We often are presented with the task of helping with specification of a keyless entry for a residential project. Depending on what the design and function needs are, this could take us in many different directions. Let’s start with the basic options for electronic entry.

  1. Electric Strikes : Electric strikes are sometimes used on residential projects, especially when there might be a particular need/convenience to run the power on the jamb side. Basically, when you send your signal to unlock the door, the electric strike keeper moves out of the way so that the door can swing clear. The only electric strike that I know of that works differently than this is the Securitron MUNL, which pushes the latch out of the strike instead, allowing the user to then push the door open. (Be very careful with specifying the MUNLs as they have pre-load issues, are not weather resistant, and Accurate locks will need to be modified to accommodate these particular electric strikes. The MUNL cannot be used with a deadbolt.)

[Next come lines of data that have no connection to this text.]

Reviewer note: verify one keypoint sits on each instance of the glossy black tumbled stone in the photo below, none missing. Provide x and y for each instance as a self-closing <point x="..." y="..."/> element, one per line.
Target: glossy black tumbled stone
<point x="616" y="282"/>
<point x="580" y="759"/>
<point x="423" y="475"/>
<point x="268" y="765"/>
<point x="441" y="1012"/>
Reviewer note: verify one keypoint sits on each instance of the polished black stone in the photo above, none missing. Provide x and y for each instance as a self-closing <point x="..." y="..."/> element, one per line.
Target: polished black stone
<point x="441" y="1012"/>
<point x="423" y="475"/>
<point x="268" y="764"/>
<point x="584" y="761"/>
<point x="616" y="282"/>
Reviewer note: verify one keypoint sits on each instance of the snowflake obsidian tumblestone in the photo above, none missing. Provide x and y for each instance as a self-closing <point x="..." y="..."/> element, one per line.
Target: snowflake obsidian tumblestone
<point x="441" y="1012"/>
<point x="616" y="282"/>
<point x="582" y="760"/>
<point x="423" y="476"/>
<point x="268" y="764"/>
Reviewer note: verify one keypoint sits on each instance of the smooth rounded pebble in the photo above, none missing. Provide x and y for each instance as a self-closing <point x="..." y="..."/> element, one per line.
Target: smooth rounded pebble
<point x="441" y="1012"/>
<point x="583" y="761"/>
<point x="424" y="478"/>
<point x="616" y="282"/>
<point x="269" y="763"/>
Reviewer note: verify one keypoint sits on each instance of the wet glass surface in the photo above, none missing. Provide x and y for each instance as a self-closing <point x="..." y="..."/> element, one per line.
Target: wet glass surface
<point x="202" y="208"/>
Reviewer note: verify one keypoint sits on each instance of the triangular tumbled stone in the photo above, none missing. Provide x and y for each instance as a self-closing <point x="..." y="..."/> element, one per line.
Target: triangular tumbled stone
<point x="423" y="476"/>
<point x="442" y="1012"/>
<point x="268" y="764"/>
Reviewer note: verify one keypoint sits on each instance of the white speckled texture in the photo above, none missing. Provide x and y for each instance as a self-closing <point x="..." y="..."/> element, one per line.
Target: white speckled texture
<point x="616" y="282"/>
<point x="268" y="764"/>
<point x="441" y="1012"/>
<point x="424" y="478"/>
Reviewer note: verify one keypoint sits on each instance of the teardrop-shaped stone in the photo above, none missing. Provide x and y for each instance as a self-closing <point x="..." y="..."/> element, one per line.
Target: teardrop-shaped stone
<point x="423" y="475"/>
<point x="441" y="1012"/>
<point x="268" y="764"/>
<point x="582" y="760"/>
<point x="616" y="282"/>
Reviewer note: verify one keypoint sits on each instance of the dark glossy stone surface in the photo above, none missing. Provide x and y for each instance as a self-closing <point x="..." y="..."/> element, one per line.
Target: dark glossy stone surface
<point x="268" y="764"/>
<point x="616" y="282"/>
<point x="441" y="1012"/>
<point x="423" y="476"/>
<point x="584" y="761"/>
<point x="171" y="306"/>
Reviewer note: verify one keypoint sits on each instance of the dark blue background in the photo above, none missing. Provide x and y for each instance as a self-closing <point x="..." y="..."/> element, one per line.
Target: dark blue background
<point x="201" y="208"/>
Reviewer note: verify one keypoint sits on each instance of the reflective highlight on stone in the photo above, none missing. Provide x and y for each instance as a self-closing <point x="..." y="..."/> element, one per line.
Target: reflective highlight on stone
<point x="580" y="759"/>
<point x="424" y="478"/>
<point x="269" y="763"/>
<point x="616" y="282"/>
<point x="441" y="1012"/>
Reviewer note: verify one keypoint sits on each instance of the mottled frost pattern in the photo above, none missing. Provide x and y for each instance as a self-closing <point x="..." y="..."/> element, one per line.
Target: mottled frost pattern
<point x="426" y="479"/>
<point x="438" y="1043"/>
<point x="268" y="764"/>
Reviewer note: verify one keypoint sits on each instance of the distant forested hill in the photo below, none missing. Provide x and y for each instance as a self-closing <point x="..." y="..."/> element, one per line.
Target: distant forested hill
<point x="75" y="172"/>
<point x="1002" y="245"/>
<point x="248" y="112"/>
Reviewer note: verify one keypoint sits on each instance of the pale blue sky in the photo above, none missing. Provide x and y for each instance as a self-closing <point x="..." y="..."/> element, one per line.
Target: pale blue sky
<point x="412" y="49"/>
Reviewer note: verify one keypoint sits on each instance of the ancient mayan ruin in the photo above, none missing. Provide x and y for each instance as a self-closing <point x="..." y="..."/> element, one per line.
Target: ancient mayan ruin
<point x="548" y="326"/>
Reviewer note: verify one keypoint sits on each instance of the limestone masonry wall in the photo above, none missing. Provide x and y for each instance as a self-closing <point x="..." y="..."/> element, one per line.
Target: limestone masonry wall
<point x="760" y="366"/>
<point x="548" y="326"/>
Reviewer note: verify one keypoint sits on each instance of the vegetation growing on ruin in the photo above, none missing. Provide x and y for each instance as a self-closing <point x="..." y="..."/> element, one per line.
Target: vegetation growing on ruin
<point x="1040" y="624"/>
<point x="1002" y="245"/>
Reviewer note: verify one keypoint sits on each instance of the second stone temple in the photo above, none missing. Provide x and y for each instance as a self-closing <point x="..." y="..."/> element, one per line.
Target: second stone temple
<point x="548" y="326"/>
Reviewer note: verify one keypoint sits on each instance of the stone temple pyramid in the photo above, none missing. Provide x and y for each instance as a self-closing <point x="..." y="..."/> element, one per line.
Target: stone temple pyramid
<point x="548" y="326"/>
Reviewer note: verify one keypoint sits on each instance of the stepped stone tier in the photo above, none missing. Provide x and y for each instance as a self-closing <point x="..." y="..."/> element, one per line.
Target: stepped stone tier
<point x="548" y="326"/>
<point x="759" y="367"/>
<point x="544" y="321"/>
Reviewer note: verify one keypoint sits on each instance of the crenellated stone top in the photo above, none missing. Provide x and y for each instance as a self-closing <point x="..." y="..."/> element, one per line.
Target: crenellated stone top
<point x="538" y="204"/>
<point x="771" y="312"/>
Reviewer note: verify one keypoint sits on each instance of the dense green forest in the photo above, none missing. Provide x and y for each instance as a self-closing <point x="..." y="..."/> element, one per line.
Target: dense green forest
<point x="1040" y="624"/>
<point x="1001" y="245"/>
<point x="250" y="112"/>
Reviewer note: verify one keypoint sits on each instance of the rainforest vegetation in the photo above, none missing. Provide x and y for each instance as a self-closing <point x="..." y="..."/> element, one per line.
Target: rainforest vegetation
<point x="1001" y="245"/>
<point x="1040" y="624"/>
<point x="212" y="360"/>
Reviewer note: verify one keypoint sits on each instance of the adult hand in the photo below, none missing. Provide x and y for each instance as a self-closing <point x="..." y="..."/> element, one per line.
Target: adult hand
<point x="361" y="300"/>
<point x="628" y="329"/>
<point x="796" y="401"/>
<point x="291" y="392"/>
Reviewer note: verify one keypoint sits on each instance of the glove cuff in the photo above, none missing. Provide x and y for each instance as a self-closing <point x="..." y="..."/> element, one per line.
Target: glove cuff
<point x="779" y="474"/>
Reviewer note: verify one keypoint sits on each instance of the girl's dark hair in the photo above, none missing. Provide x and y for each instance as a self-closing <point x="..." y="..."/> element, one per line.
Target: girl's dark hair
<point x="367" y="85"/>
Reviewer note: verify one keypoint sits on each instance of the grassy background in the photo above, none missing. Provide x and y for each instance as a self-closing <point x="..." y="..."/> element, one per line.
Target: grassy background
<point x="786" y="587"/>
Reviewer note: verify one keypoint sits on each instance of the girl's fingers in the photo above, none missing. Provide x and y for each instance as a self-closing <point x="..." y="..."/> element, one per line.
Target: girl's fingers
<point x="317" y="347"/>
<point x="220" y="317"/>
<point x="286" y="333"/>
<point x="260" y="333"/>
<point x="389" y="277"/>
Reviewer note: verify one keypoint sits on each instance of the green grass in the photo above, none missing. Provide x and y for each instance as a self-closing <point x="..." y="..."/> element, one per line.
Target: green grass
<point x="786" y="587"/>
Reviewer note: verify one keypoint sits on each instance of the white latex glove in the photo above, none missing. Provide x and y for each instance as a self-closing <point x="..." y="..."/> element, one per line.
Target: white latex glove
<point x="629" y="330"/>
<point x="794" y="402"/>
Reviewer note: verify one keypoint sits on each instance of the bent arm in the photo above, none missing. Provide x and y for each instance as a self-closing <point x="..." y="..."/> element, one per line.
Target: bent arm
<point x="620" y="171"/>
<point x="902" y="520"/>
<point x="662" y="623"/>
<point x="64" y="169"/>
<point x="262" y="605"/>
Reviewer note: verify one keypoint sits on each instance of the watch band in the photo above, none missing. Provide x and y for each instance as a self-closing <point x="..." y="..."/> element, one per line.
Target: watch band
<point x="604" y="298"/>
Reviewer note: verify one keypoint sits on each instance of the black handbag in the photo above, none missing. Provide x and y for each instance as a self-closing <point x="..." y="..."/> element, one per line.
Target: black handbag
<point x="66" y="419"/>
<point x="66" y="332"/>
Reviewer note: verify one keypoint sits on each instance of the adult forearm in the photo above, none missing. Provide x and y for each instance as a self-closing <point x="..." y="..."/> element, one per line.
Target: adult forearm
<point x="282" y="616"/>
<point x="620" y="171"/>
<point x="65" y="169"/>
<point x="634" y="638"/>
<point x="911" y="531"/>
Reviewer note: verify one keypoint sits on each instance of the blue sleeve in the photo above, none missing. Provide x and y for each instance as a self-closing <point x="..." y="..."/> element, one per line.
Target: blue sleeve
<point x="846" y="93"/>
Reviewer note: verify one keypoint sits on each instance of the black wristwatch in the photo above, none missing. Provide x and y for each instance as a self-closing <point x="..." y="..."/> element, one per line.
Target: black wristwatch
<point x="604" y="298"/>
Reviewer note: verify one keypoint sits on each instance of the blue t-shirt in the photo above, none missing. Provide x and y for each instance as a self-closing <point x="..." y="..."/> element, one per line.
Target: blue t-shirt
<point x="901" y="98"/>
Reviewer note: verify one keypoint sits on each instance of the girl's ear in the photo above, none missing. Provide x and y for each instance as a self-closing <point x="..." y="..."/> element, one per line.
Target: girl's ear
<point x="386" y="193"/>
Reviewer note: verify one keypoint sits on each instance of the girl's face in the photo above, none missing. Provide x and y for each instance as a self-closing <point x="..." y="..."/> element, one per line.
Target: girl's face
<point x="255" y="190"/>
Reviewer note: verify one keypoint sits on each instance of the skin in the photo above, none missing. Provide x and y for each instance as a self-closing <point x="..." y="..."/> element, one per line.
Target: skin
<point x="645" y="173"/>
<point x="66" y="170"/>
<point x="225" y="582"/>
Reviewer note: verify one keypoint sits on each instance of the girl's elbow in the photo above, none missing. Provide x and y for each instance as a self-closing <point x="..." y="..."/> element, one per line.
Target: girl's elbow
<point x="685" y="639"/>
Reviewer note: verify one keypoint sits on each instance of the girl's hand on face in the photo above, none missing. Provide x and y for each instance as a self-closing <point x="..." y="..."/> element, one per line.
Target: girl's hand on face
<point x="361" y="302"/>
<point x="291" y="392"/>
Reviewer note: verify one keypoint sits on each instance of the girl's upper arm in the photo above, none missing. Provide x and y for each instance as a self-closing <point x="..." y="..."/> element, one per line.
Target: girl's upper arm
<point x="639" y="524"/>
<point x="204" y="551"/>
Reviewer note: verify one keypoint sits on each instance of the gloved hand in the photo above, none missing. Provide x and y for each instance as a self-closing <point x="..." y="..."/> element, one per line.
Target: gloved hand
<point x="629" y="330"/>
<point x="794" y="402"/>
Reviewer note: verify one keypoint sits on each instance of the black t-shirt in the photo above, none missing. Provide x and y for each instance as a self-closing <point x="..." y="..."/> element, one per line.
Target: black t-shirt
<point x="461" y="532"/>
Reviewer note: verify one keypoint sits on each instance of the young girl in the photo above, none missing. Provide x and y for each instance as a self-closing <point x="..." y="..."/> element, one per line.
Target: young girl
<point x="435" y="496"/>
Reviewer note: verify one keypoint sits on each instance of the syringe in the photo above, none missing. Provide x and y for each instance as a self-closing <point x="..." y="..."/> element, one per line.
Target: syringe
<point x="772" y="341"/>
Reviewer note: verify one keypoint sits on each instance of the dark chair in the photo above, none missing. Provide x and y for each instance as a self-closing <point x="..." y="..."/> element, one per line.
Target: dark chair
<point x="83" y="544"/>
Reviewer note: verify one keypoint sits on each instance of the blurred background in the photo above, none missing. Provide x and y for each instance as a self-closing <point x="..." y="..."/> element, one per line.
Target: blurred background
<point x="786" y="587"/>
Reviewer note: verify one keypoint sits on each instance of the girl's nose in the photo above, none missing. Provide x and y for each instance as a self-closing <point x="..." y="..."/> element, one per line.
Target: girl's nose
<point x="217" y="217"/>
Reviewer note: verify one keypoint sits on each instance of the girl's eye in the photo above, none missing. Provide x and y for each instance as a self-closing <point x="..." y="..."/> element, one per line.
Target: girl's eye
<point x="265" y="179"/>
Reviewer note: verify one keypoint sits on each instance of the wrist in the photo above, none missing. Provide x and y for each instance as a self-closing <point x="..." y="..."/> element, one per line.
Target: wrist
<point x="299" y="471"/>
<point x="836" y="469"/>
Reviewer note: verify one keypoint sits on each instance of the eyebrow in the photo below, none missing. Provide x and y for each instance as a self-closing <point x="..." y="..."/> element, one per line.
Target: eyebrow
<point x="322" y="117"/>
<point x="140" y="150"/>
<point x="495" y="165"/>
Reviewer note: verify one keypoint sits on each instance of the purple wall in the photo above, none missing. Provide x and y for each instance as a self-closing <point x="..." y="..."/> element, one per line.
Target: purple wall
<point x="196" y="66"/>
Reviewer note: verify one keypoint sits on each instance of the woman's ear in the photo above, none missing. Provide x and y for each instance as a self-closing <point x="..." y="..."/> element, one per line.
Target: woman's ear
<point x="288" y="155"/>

    PROS : Power at the jamb (not through the door), some models give flexibility to use a fixed pull on the exterior if desired, some fairly low profile options like the HES 4500C or Securitron MUNL.

    CONS : Electric strikes are not seen as a great aesthetic option due to the cutout on the jamb that is required to install an electric strike. You also don’t usually have many finish options, and limited options for strike length. Some people have complained about the sound.

  2. Electrified Mortise Locks : The only electrified mortise locks I will reference here are Accurate Lock & Hardware Motor Drive Electric Mortise Locks. These mortise locks are wired for power transfer to the lever/knob hub. When a signal is sent to unlock the door, the outside lever/knob hub is freed so that the user is now able to push down their lever (or turn their knob), retract the latch, and swing the door open. Otherwise, the outside lever/knob is always rigid/locked. Power must be run from the mortise lock, through the width of the door, through one of the hinges through the jamb, and then routed off to wherever it needs to go. Keypad or keyfob or wireless set up is typically provided by the AV consultant on the project.

    PROS : Aesthetically pleasing because all the power/wires are hidden from sight. Accurate can still build the lock to lever or knob specification of choice, keeping the design consistent with the rest of the hardware. No batteries, no worries about running out of power unless the power goes out. Can easily be changed from FAIL SECURE to FAIL SAFE in the field. Low power requirements. Keyed cylinder override. Inside lever always free with M9159E.

    CONS : Requires drilling through the width of the door to run power, requires power transfer hinge, which is added labor/cost. Always must have lever or knob to retract latch and swing door open once lever hub is freed up. Fixed pulls cannot be used. No deadbolt. Sometimes the lack of deadbolt bothers homeowners, and they will opt to have a separate “night security” small mortise deadlock, like a 9503. They can throw the bolt for added security at night, but they will need to remember to unlock during the day or whenever they want to be free to use electronic access to go in and out.

    There are other electrified mortise locks, like Schlage’s version, but they are not as easy to adapt to other manufacturer’s trim.

  3. Smart Lock-Deadbolt : Most of the smart locks out there now (August, Yale/Nest, Schlage, Kwikset, Friday Labs) can be bought online (no need to go through a dealer) and are built to work with an existing tubular deadbolt.

    PROS : Ease of use for end user. No keys needed. Works with most standard tubular deadbolts.

    CONS : Most dealers will not sell; purchaser buys at own risk. Battery operated, will need to be regularly charged or batteries changed. No option for matching the rest of the trim. Not aesthetically pleasing. Used with tubular deadbolts, which are lower security than mortise locks.

  4. Smart Lock-Mortise : The only smart lock for custom mortise lock entry is in the works at Accurate Lock & Hardware. They are projecting the SM9159E SmartPhone Lock to be ready for market by end of Q2. Works the same as their electrified mortise lock, but with Bluetooth signal to unlock the lever/knob hub (no deadbolt). Flexibility to be powered by batteries or by traditional hard wired power supply. One difference is that a turn piece is optional to have ability to lock outside lever (but cannot be used to unlock it).

    PROS : Aesthetically pleasing because all the power/wires are hidden from sight. Accurate can still build the lock to lever or knob specification of choice, keeping the design consistent with the rest of the hardware. No need to run power through door/hinge/jamb unless that is desired. Keyed override optional.

    CONS : Batteries will need to be periodically replaced (unless using hard wired power supply). Cannot use fixed pulls. Must use active levers/knobs.

  5. MagLocks : Mag locks are more widely used for commercial applications, but there are some options that may make sense for the right residential application. Be careful with these specifications as they often build up a lot of heat and should not be installed in wood jambs. See Security Door Controls for options, or Assa Abloy’s website. This area could use further R&D for high-end residential application.